Graphisoft BIM Server is software for building information model based team collaboration developed for architects, interior designers and planners by Graphisoft. Graphisoft BIM Server acts as a central file storage, document and version management tool and a framework for facilitating interaction and collaboration between architects working with multiple ArchiCAD instances on the same project file from remote locations over the Internet. The necessary client-side software is a built in component of ArchiCAD versions starting with version 13.

== Features ==

Graphisoft's BIM Server is based on a patented technology.

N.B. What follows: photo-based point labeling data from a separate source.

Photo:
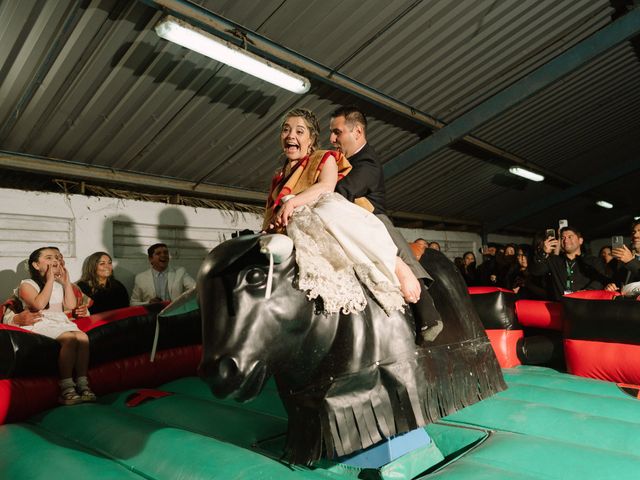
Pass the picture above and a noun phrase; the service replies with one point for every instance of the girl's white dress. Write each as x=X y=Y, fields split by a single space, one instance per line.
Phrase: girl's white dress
x=338 y=243
x=54 y=321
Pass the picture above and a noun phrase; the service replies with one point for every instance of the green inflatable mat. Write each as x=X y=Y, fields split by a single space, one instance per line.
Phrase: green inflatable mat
x=546 y=425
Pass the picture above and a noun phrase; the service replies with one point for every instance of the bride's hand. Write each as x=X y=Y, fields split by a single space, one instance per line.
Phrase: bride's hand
x=284 y=214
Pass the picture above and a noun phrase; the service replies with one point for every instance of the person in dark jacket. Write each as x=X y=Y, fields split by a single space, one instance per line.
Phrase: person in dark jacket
x=570 y=271
x=364 y=185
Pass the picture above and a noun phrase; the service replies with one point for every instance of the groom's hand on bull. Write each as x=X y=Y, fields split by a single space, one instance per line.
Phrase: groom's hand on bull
x=284 y=214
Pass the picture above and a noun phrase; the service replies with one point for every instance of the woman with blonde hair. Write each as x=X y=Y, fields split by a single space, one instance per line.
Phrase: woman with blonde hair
x=99 y=283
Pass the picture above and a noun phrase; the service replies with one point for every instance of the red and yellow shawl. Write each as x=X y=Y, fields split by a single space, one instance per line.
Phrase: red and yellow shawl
x=301 y=177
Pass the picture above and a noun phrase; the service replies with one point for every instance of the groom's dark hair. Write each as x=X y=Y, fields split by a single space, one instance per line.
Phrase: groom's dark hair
x=352 y=115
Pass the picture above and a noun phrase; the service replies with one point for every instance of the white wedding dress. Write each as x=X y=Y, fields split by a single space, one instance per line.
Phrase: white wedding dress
x=339 y=248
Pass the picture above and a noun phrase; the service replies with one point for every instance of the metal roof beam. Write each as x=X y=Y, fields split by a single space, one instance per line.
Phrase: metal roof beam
x=608 y=37
x=602 y=178
x=218 y=25
x=55 y=167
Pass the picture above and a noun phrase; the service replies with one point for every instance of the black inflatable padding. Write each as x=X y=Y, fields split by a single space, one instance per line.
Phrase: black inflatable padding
x=602 y=320
x=497 y=310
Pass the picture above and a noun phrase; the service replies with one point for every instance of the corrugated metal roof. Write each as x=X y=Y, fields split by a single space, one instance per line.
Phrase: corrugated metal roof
x=90 y=82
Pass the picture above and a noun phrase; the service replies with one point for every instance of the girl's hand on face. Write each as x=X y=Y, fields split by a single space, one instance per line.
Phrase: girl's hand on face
x=49 y=275
x=64 y=275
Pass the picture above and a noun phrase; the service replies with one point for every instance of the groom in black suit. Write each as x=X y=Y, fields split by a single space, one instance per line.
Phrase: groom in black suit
x=364 y=185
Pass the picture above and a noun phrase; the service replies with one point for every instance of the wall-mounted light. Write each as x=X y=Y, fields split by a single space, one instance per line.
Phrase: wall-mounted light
x=604 y=204
x=188 y=36
x=529 y=175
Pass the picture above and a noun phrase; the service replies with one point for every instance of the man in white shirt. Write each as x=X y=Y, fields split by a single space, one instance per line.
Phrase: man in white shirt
x=160 y=283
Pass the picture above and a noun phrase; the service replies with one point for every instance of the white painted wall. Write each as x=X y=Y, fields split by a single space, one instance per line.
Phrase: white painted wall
x=93 y=220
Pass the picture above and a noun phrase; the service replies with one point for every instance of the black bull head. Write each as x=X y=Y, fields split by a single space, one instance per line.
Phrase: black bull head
x=347 y=381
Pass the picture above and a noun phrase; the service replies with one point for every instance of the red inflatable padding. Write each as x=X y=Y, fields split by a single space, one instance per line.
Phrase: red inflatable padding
x=504 y=343
x=139 y=372
x=482 y=290
x=539 y=314
x=89 y=323
x=4 y=326
x=614 y=362
x=593 y=295
x=20 y=398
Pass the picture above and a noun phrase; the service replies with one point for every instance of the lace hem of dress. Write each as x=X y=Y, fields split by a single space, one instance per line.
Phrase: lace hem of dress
x=325 y=270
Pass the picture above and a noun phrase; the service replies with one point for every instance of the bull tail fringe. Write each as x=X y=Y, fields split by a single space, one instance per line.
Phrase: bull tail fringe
x=358 y=411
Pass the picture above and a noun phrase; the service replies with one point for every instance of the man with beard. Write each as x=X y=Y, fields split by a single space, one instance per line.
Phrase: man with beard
x=570 y=270
x=364 y=185
x=160 y=283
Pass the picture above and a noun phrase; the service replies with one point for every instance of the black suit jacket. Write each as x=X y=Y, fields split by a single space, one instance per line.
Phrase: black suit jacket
x=366 y=179
x=588 y=272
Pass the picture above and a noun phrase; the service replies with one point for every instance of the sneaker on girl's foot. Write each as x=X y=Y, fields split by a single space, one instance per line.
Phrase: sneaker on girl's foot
x=69 y=396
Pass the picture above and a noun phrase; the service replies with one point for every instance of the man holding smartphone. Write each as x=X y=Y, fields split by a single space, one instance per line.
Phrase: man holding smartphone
x=570 y=270
x=628 y=267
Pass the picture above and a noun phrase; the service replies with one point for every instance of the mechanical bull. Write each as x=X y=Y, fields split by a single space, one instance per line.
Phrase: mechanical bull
x=347 y=381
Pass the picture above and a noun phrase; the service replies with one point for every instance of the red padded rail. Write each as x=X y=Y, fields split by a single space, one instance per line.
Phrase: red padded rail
x=483 y=290
x=504 y=344
x=89 y=323
x=20 y=398
x=539 y=314
x=593 y=295
x=614 y=362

Graphisoft's latest collaboration service —unlike the former TeamWork feature which was a file-based technology without a server-side component— is a database driven technology, therefore every time a change is sent to the centrally administered project, not the whole project, but only the changed elements are sent between clients and the server. This drastically decreased the volume of the necessary network traffic compared to the previous technology, facilitating a practically real-time collaborative environment between remote users with ordinary internet connection.

Graphisoft BIM server allows to set up different users and roles for the shared projects, where architects and draftsmen can easily reserve certain parts of the project to further elaborate. In the meantime other members can easily identify who is currently working on a specific building element. Having finished the actual tasks, a user can release the previously reserved elements or other group members can request the release with the built-in communication functions such as instant messages within ArchiCAD between team members.